Focusing in on London, and having highlighted the benefits of growing up in the capital above, it is in fact a mixed picture for outcomes:
'Someone growing up in London is more likely to attain higher qualifications, higher earnings and a professional job than someone from the same SEB who grew up in a more rural or remote area. At the same time, the risk of unemployment, economic inactivity, and lower working-class employment is also higher in London.'
It is clear that where you grow up plays a significant role in social mobility. We are interested in hearing how you are making early career opportunities accessible to those based outside of London or hoping to pursue opportunities in the Square Mile.
Speaking at our first Power of Inclusion workshop in February, which focused on Social Mobility and the cost-of-living crisis, Sarah Churchman, OBE, Head of Diversity, Inclusion and Wellbeing at PwC shared an overview of one of the initiatives at PwC that aim to make early career opportunities more widely accessible:
"Our Flying Start Programme is a relationship we have with a number of universities to offer, if you like, earn while you learn. So students studying accounting and finance in universities like Reading or Newcastle are able to study and then join us for work placements every year and that enables them to graduate from university part qualified and so they accelerate their route through to the ACA qualification."
Focusing on educational outcomes, the report highlights that ‘people’s highest level of qualification is strongly related to the level of education that their parents achieved’, suggesting educational mobility remains very limited. A low 18% of individuals whose parents have no qualifications will gain a degree but 64% of those whose parents hold degrees will follow in their parent’s footsteps and get a degree. This significant tie between educational outcome and socio-economic background indicates a need to review qualification requirements for early career opportunities where possible. Many businesses are dropping graduate scheme degree requirements with positive results and we hope to see more adopting this approach to recruitment going forwards.
Progress Together also recently released their inaugural report, 'Shaping our Economy: senior roles in financial services and socio-economic diversity'. The study, conducted by Bridge Group, was the result of a survey of 149,111 employees of Progress Together’s membership organisations, which include some of the biggest financial companies in the UK, including in banking, insurance and asset management.
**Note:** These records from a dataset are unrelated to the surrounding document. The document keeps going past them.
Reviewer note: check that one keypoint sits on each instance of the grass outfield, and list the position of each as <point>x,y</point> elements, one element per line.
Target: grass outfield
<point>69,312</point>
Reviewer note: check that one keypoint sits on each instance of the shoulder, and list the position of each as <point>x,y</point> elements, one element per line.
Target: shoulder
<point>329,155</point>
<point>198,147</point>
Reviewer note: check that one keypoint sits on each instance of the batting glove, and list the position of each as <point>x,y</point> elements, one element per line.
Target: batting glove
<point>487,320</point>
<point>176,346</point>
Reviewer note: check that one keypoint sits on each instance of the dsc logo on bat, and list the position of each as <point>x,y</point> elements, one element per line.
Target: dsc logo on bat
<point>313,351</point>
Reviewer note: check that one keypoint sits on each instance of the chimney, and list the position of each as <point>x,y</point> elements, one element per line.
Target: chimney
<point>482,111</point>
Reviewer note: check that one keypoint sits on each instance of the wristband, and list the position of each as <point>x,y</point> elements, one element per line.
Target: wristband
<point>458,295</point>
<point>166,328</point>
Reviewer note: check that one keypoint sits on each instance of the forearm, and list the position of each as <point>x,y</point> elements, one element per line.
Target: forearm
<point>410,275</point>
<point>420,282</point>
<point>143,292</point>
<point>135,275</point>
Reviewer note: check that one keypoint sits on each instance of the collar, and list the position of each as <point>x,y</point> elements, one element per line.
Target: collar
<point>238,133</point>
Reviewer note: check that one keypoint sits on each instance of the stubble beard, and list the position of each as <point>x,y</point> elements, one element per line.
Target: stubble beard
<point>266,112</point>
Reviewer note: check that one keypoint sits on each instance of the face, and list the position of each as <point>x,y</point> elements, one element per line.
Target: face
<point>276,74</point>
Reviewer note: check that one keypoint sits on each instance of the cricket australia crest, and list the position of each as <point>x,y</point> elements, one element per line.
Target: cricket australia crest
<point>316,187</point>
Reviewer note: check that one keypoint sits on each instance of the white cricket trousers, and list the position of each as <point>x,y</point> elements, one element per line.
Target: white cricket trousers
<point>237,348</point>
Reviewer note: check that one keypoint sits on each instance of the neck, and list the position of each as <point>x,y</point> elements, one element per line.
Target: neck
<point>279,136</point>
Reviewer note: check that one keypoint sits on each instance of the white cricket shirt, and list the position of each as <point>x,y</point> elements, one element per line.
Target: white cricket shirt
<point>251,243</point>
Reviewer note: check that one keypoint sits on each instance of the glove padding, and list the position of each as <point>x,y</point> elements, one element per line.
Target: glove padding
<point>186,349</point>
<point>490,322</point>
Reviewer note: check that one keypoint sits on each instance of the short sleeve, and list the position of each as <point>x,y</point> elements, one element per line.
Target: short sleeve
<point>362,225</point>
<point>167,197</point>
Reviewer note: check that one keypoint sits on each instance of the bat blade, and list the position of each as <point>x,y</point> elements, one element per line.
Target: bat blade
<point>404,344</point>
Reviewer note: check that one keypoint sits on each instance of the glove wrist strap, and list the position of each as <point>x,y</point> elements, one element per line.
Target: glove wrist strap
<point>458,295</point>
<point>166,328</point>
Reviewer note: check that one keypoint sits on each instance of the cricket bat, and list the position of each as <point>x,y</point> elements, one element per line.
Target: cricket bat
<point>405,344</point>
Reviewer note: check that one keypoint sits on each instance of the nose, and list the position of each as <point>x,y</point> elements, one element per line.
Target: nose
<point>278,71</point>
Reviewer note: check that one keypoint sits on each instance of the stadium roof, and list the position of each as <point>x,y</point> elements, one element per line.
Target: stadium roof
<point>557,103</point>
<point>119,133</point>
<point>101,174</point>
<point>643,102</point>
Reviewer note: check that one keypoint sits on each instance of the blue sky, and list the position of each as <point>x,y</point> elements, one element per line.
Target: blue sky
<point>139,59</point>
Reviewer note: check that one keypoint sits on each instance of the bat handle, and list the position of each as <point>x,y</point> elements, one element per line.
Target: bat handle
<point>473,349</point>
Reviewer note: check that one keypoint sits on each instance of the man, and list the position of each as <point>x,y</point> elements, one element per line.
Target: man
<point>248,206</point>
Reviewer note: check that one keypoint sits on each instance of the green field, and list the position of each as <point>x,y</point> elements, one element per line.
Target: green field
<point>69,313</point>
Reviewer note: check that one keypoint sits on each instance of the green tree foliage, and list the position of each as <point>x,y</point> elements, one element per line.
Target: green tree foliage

The report reveals who holds the senior roles in financial services firms, finding that those from higher socio-economic backgrounds are more than twice as likely to be found in senior roles, compared with those from lower socio-economic backgrounds. The report also looks at the educational backgrounds of those in top roles, finding that 20% attended an independent school, which is more than three times the proportion of pupils in England at these schools. The report goes on to explore what action businesses need to take to improve socio-economic diversity at senior levels within financial services and is a valuable guide to the practices all businesses should be taking to drive change.
Whilst the research released throughout September highlights a lack of socio-economic diversity in professional services, it is a valuable guide to why businesses must do more to create inclusive workplaces. What have you been doing to create more inclusive work environments for individuals from lower socio-economic backgrounds?